ハイボールにすると消毒液のようなアロマが強く立ってきます。飲み口はすっきり、その中に香ばしさも感じられ、やっぱりピーティーなモルトは炭酸との相性が良いんだなと思う反面、これじゃなくても良いように思うのは・・・。
今回はファーストリリースですし、旨さというより際立った個性を楽しむボトルだなと整理。面白い原酒がラインナップに加わったと思います。ブレンドの観点では原酒の幅が増えるのは良いことですし、今後のアイルサベイ並びにウィリアムグラント社の展開が楽しみです。

グレンフィディック 18年 スモールバッチリザーブ 2016年発売

カテゴリ:
GLENFIDDICH 
Aged 18 Years 
Small Batch Reserve 
Batch No,3306 
40% 700ml 
暫定評価:★★★★★(5)

香り:ツンとした刺激とリフィルシェリー系の生っぽい木の甘さ。林檎、アーモンド、焦げた木、リッチで徐々に淡いピーティーさも感じる。

味:なめらかな口当たり、ボディはミディアム程度から少々厚め。パン生地の香ばしさと甘み、ドライアプリコット、リフィルシェリーのヌカっぽさ。
余韻はウッディで微かにスモーキー。ホットケーキシロップのような甘さが残る。
バッティングされた中でらしい複雑さ、ややシェリーの印象を強めに感じるが、良い部分も悪い部分もある。


サントリーがグランレゼルヴァ21年と合わせ、1月26日に発売した18年スモールバッチリザーブ。スパニッシュオークのオロロソシェリー樽の原酒とバーボン樽の原酒をバッティングし、3か月間マリッジした1本です。
あれ、18年って前からサントリーのラインナップにあったよね、しかも似たような原酒構成で。と思って調べてみると、ラインナップにあったのは18年エンシェントリザーブで、しかもいつの間にか終売になっていました。(昨年9月ごろに終売となったようです。)
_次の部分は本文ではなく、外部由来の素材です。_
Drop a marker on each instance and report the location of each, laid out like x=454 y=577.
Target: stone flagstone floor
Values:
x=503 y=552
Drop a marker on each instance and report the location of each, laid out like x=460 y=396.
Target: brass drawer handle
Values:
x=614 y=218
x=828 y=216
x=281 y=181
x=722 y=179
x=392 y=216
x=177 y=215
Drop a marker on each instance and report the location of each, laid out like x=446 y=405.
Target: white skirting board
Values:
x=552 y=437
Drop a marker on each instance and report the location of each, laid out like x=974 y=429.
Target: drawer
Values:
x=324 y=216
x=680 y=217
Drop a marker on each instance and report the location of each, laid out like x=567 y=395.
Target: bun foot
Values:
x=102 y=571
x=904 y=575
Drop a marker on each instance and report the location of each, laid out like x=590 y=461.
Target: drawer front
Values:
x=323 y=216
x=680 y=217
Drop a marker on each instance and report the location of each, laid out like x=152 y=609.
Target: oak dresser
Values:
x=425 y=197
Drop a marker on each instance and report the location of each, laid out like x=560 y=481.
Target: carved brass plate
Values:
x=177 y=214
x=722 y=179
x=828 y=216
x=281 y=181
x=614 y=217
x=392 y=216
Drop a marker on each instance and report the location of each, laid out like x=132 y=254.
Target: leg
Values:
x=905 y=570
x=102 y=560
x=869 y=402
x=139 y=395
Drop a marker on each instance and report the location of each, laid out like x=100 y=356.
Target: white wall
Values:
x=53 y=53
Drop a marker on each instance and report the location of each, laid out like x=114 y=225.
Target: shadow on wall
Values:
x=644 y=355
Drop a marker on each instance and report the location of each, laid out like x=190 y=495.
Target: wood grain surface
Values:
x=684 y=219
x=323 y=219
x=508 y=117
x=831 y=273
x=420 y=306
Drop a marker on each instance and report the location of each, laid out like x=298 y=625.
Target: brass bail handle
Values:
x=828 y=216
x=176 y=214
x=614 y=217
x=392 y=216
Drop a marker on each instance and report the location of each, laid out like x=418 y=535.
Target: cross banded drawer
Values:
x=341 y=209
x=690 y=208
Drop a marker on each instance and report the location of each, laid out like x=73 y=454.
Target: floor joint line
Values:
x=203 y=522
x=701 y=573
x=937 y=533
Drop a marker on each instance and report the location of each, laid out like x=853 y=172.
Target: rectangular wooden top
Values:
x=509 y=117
正直自分はこの18年エンシェントリザーブは一度ブラインドテイスティングで飲んだきり(答えは忘れたが悩んだ末に外したことは覚えている)で、バーボン樽とシェリー樽のバッティングらしく、リッチな口当たりに加えて余韻が意外とピーティーだったくらいしか覚えていません。
そのため、前リリースとの比較は非常にあいまいではありますが、今回のスモールバッチリザーブ18年も同系統でありリッチな飲み口、しかしながら少々薄くなったかなという印象。
これは樽由来の甘さが少し薄くなったためか、香りではスパニッシュシェリーらしい木の生っぽい香り、味では酸味など、通常甘さの裏に回りがちなフレーバーがいくつか感じられます。
21年グランレゼルヴァがだれが飲んでもそれなりな評価だったのに対し、こちらは好みが分かれそうなタイプです。
飲み方としてはストレート以外にロック、少量加水は取り立ててプラスの変化はなく、濃いめのハイボールだとスムーズな飲み口にナッツのような香ばしさが感じられて中々いい塩梅でした。

ちなみに、旧ボトルとなるエンシェントリザーブの仕様と、今回のスモールバッチリザーブの仕様。
名前が違うだけでシェリー樽+バーボン樽で3か月以上追熟という仕様は同じ。どちらもロットナンバーで管理されている。
もちろんブレンド比率が違ってるんでしょうけれど、スモールバッチの意味って・・・なんなんでしょうね。エンシェントより各ロット(バッチ)の生産量が少ないのかな。